The full report of the DMTF [] can be accessed online [].


Issues surrounding research data management are complex. CU-Boulder was not alone as an institution with strong research endeavors in attempting to develop services and infrastructure for research data management. Strong partnership that already existed between Research Computing and the University Libraries, along with expertise residing at NSIDC, paved the way for a smooth transition from an informal virtual group to the formal Research Data Services. Charged by the vice chancellor for research to act as a nexus for leading data management efforts and to make recommendations, the Data Management Task Force began its work with a significant list of expectations. Our approach was to begin with the needs assessment for data management by conducting a campus-wide survey. The survey results and the existing Libraries' initiatives, as well as a review of peer institutions and a synthesis of data life-cycle models, informed the DMTF in formulating its recommendations.

Discussions within the writing team and the DMTF took many months, as did distilling them into final recommendations. Developing research data management services at an institution is not an easy endeavor without substantial investment in sociotechnical infrastructure (our preferred term for cyberinfrastructure). It also will be a multiyear endeavor, as the environment and technology continue to evolve. In the end, the recommendations the DMTF presented were made with full recognition and consideration of our particular institutional culture at CU-Boulder.
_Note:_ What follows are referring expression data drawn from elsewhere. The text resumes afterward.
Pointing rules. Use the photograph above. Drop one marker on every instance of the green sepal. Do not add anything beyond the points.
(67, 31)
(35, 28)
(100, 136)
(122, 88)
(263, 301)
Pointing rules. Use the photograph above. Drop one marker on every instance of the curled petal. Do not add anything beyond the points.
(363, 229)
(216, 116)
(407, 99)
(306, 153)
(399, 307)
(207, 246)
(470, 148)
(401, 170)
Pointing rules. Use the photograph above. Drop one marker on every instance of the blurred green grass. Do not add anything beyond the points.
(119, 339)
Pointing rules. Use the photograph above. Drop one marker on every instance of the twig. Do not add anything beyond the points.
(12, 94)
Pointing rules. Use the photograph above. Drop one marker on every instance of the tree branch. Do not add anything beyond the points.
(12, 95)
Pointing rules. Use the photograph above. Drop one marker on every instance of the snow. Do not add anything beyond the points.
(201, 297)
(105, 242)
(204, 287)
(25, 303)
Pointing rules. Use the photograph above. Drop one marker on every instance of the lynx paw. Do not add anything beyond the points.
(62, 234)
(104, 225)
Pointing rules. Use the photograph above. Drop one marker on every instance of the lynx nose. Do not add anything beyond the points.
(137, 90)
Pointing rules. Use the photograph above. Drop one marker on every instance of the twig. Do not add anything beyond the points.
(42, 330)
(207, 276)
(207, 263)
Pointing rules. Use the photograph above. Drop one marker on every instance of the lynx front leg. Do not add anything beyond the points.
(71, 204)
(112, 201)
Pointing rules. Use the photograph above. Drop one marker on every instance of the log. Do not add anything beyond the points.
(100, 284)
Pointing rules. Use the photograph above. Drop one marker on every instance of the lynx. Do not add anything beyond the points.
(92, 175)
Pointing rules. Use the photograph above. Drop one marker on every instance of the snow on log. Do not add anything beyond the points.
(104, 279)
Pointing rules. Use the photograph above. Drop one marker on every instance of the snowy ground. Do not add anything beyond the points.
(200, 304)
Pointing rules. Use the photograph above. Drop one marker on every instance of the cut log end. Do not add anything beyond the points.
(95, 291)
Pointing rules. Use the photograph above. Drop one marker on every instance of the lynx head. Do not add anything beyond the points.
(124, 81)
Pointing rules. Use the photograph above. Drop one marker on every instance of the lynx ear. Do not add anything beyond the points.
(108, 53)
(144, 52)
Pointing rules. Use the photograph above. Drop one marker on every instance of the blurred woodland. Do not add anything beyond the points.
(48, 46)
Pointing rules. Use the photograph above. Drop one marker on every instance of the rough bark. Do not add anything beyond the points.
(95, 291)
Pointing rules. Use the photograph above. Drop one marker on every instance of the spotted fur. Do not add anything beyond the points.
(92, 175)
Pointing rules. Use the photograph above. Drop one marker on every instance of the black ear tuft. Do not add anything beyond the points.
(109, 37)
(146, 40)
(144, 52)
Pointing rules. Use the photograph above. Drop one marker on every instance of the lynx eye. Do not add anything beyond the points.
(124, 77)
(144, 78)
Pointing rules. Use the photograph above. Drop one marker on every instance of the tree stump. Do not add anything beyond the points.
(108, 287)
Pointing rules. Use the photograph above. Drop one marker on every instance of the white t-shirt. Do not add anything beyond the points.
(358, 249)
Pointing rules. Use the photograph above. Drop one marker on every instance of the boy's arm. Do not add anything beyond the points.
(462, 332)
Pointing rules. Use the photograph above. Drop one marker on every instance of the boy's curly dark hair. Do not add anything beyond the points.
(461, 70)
One size does not fit all where data is concerned.

  1. See FY 2012 (PDF) [], which resides chronologically with other annual reports of sponsored research on the Research Administration's Reports and Strategic Planning [] page under Sponsored Projects.
  2. The mission of the Libraries is "to enrich and advance learning and discovery in the University, community, state, and nation by providing access to a broad array of resources for education, research, scholarship, and creative work to ensure the rich interchange of ideas in the pursuit of truth and learning." Research Computing's mission statement is "The integration of computing resources, software, and networking, along with data storage, information management, and human resources to advance scholarship and research is a fundamental goal of cyberinfrastructure (CI). The mission of the research computing group is to provide leadership in developing, deploying, and operating such an integrated CI to allow CU-Boulder to achieve further preeminence as a research university." The Office of the Vice Chancellor for Research "serves as a focal point for the investment in campus research, scholarship, and creative works, and strives to provide the infrastructure and administrative support necessary to promote and sustain our world class faculty and research programs."
  3. Research Data Management at the University of Colorado Boulder: Recommendations in Support of Fostering 21st Century Research Excellence (2012).
  4. National Science Board, Digital Research Data Sharing and Management, prepublication copy, December 14, 2011.